The Raspberry Pi is a great platform, but something that is often frown upon is that it relies on a SD card for its system storage.
They get corrupted...
They fail...
They are bad...
First of all, this is because cheap, bad quality SD cards are often used. They are great to start playing with your Pi, but if you are not just playing then you may want to invest in an industrial-grade SLC SD card which will perform as well as any other storage alternative.
Then, often external factors lead to filesystem or data corruption which are not related to SD cards. For instance, an unstable power supply could cause these issues on any storage media... but on Raspberry Pi the poor SD card is the only one to blame, so let's blame it...
SD cards are fine...On the other hand SD cards are a very convenient solution: small, easy to flash, easy to replace, easy to find... basically, they are just the best option for something like the Raspberry Pi. There, I said it...
What else is there?Now enters the Raspberry Pi Compute Module: they had the great idea of bringing the Raspberry Pi platform to an easier embeddable format for industrial applications.
The standard version comes with an embedded eMMC Flash device which replaces the SD card. Then there is the "Lite" version which instead replaces the SD card with... well... nothing! In fact, the bus lines which normally connect the CPU to the SD card are simply routed to the DDR2 SODIMM connector (where all the GPIO pins are too) so that you can connect it to whatever storage media you prefer...
Wait, what?And if you can connect it to one storage, then maybe you can connect it to something that switches between more of them... and SD cards are so convenient... maybe, if you are still not convinced on the reliability of 1 SD card, would 2 do?

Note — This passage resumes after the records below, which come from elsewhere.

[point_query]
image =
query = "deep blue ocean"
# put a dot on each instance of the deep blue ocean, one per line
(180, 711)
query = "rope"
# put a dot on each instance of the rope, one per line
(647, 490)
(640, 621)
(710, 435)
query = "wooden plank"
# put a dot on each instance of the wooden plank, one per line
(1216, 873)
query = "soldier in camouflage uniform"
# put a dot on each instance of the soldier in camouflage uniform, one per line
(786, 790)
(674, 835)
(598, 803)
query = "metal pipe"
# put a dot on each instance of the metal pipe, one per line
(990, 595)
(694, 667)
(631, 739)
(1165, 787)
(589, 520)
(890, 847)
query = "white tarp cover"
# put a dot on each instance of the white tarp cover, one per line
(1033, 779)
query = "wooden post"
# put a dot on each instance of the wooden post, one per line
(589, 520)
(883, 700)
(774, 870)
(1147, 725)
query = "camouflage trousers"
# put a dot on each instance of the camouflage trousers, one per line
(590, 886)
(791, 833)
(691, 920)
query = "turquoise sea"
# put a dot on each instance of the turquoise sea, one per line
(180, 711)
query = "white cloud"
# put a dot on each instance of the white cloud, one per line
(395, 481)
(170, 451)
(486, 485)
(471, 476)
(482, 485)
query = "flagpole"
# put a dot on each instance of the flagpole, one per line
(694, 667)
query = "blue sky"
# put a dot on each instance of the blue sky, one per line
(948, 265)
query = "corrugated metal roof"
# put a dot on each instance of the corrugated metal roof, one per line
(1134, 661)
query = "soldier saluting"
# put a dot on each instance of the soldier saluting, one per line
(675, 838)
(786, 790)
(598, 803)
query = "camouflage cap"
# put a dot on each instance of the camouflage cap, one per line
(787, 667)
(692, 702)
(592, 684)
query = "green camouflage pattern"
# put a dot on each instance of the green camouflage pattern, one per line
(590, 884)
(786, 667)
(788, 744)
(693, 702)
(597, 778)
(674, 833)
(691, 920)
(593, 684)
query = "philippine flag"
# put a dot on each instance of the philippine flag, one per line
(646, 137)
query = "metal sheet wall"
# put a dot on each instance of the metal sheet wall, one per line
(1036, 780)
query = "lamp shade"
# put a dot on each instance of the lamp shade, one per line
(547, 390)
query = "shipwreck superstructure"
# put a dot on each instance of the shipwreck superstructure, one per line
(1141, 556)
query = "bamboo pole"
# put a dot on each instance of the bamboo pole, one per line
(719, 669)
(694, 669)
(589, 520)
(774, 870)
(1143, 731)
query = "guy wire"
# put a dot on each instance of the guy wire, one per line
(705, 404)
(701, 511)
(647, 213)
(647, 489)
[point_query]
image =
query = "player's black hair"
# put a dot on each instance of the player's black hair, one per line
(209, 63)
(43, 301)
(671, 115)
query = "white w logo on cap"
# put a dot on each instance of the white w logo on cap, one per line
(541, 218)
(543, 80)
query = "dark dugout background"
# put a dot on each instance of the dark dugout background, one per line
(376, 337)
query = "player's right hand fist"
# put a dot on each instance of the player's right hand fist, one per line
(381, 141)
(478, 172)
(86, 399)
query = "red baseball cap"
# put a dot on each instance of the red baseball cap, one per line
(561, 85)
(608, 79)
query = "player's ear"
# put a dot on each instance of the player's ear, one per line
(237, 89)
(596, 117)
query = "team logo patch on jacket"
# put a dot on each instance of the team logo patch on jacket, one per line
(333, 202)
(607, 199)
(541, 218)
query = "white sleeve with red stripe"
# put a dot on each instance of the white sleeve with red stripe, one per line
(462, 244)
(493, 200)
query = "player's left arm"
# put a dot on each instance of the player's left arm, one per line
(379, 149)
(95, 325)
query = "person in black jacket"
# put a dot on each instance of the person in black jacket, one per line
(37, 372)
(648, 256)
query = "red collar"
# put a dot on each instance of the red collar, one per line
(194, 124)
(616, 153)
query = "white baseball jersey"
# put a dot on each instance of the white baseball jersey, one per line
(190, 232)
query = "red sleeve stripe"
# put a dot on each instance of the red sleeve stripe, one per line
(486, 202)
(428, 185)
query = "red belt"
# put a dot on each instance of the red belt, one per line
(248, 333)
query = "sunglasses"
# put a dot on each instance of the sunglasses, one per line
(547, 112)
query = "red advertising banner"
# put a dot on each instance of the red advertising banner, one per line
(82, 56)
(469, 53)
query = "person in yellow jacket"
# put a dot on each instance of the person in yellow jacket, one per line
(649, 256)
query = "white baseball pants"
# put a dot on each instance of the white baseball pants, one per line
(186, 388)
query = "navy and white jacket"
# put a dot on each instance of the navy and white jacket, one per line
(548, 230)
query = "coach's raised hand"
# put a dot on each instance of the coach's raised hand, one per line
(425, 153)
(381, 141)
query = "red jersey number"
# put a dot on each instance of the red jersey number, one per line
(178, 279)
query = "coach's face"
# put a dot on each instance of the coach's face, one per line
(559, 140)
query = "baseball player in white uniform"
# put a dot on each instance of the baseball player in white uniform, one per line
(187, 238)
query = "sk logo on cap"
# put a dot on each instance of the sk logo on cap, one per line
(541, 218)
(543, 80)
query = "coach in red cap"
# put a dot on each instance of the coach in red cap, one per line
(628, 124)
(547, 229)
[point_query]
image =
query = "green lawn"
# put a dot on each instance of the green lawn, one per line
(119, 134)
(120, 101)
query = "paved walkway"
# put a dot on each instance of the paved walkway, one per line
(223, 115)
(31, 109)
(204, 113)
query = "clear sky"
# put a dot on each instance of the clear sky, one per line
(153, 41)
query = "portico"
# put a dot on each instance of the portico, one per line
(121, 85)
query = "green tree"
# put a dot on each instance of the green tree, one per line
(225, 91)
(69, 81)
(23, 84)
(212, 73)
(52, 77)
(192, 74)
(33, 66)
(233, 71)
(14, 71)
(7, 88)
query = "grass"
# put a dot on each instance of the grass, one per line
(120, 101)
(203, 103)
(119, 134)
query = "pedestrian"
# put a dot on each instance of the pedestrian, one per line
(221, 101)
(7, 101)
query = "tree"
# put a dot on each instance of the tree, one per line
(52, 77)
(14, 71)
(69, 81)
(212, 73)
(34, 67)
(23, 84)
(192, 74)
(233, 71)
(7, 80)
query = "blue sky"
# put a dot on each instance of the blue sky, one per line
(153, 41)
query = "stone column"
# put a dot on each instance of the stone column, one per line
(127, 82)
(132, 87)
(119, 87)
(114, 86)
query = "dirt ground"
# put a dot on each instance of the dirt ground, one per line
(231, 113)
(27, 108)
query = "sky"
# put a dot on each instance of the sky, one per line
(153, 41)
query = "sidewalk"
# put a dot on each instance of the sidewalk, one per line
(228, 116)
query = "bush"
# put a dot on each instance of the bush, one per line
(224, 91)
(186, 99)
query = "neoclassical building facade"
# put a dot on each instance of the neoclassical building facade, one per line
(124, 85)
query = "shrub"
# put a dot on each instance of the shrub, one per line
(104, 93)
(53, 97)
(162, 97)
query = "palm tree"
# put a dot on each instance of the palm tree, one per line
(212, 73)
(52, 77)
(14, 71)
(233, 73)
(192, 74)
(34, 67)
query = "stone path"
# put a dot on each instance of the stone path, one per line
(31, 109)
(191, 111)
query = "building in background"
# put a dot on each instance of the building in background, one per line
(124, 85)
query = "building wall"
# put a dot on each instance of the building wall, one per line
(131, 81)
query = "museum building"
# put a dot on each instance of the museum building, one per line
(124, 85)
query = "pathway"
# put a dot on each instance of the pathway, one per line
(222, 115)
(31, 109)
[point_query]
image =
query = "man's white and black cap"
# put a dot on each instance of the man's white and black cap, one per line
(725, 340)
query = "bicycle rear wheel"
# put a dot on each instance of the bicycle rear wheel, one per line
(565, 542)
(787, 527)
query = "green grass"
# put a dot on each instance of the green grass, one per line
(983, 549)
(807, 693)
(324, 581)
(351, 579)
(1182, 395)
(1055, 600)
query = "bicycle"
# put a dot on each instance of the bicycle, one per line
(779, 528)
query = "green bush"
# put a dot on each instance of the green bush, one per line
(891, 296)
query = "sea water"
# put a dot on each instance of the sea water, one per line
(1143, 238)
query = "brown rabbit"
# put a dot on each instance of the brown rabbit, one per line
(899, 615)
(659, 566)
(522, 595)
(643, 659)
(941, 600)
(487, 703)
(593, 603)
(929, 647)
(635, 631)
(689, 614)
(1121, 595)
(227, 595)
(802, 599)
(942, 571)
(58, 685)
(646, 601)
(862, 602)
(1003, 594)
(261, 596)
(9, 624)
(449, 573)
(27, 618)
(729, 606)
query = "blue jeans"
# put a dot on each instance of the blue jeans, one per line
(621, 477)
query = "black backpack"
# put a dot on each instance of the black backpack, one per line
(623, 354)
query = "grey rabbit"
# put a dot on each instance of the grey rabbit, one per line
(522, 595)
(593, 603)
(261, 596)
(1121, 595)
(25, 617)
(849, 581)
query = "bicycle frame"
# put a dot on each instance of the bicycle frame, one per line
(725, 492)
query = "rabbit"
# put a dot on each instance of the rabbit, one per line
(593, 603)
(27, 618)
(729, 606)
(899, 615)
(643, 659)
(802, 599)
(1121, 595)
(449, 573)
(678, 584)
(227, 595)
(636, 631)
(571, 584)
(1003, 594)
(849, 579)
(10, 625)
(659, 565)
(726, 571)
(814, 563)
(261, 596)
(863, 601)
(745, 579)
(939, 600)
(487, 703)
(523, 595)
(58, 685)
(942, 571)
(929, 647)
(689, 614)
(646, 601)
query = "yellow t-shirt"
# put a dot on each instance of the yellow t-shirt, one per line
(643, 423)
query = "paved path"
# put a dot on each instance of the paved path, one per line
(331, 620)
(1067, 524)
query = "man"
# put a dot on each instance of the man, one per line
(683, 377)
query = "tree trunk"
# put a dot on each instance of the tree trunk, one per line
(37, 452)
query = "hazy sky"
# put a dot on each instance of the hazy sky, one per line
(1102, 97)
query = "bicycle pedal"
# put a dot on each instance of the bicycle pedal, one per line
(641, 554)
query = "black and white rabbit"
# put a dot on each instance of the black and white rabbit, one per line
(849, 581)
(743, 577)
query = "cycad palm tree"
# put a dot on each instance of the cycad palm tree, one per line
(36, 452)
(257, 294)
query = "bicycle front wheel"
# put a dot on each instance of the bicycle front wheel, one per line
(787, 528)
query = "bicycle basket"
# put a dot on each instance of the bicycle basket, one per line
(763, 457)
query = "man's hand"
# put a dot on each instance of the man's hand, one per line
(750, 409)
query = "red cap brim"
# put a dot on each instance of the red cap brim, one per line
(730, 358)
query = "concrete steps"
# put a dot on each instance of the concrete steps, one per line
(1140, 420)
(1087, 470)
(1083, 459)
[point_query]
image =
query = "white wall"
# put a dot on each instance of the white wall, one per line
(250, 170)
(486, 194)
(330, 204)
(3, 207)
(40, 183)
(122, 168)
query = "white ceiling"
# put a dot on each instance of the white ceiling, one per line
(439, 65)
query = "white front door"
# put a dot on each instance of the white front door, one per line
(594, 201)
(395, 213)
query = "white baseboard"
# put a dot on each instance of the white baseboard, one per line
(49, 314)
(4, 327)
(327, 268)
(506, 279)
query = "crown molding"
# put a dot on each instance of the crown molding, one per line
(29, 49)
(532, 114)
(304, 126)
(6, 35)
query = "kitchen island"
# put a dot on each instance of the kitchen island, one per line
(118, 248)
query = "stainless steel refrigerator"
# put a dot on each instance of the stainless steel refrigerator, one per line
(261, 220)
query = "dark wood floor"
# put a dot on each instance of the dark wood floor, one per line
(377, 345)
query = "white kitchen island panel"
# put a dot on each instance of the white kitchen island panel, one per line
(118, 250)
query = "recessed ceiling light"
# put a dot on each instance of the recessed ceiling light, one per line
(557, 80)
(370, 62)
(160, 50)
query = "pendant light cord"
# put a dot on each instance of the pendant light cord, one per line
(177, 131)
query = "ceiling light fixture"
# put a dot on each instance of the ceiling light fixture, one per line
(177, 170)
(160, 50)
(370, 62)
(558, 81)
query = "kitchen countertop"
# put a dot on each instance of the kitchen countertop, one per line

And even if you already are a SD card supporter, well, having 2 of them comes with great perks... I'll get to that soon.
More SD cards, please!Introducing Strato Pi CM Duo!
The Strato Pi family encompasses a range of industrial servers based on the Raspberry Pi platform, specifically the Strato Pi CM series is based on the Compute Module and its latest version is Strato Pi CM Duo.
Amongst all the other reliability and security features shared with the other modules in the Strato Pi family, its highlight is the support for 2 SD cards!
First of all, how does it work?
Basically the SD bus lines of the Compute module are connected to a high-speed switching matrix that can route the bus to 2 different microSD card holders. With simple commands from the Raspberry Pi you can then switch between them.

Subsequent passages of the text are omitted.